А голос продолжал литься, заполняя собой всё пространство, но, кроме меня, никто на него не реагировал: из домов не повыскакивали ни ценители пения, ни возмущённые шумом соседи, требуя прекратить безобразие. Всем здесь до фонаря.

Внезапно пение стихло, но оно продолжало звучать внутри меня. Я не уходила, надеясь, что оно снова раздастся. В эту минуту открылась дверь и появилась женщина – смуглая, статная, с миллионом свисающих до талии косичек-спиралек. Никогда не видела такого количества волос! Её облик меня поразил, как и пение, – вылитая королева. Лицо у неё выразительное, как отточенное. На шее женщины висели бусы из голубовато-серебристых камешков, похожих на льдинки. На обеих руках – перстни с такими же льдинками.

– Это вы пели? – спросила я её.

– Да, я.

– Классно вы поёте.

– Спасибо, – улыбнулась она. – Как тебя зовут?

Голос у неё, как и пение, особенный. Хоть раз услышишь, навсегда запомнишь.

– Славка. Мы с мамой только что приехали, будем жить вон там, у Ефима, – махнула я рукой в сторону его дома. – Они с мамой недавно поженились.
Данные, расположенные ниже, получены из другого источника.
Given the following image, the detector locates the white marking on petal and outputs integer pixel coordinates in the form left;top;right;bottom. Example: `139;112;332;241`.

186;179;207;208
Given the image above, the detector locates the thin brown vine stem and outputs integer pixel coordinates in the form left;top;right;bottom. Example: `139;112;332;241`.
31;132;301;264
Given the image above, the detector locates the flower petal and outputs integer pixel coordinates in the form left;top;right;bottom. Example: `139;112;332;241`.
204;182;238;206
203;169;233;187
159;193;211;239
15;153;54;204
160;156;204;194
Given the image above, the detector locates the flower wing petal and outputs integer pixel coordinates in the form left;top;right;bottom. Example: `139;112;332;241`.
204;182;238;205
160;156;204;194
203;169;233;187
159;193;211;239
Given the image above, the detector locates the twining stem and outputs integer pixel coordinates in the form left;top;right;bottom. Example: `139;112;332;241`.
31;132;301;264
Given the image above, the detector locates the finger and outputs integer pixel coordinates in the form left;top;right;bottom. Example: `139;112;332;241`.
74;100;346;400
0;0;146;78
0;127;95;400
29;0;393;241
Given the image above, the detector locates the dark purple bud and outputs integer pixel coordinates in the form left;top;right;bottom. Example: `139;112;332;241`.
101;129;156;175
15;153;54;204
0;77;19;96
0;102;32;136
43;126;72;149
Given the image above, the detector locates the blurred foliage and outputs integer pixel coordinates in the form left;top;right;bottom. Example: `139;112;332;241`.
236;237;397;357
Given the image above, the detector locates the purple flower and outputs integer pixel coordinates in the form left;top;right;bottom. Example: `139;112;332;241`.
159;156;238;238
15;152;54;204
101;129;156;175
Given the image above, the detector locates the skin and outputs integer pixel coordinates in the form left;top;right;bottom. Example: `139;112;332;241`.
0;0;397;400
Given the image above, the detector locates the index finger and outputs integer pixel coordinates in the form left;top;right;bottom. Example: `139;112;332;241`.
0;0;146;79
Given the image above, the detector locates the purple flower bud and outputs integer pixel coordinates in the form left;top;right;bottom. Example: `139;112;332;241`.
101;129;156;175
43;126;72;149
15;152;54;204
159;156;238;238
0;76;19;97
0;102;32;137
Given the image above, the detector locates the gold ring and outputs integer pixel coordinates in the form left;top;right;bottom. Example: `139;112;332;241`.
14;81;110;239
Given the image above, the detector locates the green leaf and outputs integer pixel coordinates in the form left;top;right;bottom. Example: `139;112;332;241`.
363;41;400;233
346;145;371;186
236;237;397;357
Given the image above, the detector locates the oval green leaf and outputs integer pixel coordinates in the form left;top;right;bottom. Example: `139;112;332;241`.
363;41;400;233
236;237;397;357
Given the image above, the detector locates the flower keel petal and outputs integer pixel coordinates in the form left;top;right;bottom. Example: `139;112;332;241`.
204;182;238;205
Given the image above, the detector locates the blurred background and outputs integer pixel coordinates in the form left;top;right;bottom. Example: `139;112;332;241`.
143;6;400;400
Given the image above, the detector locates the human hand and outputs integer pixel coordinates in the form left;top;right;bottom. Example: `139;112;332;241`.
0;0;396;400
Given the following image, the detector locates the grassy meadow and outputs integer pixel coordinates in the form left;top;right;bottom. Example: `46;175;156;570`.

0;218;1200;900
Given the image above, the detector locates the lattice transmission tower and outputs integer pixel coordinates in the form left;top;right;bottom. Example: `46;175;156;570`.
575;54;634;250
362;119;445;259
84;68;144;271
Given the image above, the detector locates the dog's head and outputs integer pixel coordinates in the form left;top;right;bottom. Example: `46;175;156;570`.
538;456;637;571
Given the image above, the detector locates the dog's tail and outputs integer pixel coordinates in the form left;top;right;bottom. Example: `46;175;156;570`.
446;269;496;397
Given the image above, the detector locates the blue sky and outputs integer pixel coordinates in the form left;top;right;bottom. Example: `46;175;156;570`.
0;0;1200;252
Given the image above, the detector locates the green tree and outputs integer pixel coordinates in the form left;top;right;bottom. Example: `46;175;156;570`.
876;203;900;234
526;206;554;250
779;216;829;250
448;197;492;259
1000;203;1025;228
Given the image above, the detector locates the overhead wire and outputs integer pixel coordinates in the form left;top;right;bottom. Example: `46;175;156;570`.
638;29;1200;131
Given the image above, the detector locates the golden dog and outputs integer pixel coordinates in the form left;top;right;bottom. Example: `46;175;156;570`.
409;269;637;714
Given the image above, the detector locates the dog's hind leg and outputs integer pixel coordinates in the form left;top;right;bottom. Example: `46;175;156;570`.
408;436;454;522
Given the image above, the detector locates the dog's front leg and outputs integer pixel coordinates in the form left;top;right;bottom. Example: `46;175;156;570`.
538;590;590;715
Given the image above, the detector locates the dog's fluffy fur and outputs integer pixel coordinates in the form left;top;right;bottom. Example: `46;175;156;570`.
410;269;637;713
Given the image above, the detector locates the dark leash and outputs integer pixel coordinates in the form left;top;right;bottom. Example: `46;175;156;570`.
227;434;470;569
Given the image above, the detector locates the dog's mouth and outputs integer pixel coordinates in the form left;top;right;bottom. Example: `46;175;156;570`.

– Да, да, я слышала. Приятно познакомиться. Меня зовут Нола. Надеюсь, вам с мамой здесь понравится. У нас сегодня правда жарко, давно такого пекла не было.

– Для меня чем жарче, тем лучше, – бодро заявила я.

– Не зайдёшь? Угощу чаем с конфетами, – пригласила она.

Слушая её пение, я представляла её жильё другим, а оно напоминало магазин сувениров. Повсюду разнообразные сосуды, шкатулки, бутылки с длиннющими, как шеи жирафов, горлышками, какие-то финтифлюшки. На одной полке – группка матерчатых фигурок зловещего вида: с перьями на головах, с впадинами вместо глаз. В их открытых ртах торчали длинные редкие зубы, смахивающие на расчёски. И посреди всего этого возвышался рояль.

– Садись, располагайся, – сказала Нола. Принесла чай, сладости.

– А что это за страшные безглазые фигурки? – спросила я.

– Куклы-вуду.

– Я что-то про них слышала, не помню. Что это?

– Это куклы, используются в чёрной магии.

– Они вам нужны для колдовства? – удивилась я.

Ничего себе райончик: одна соседка гадает, другая колдует!

– Нет, – рассмеялась она. – Я этим не занимаюсь. Эти куклы просто как сувенир, мне их подарили друзья.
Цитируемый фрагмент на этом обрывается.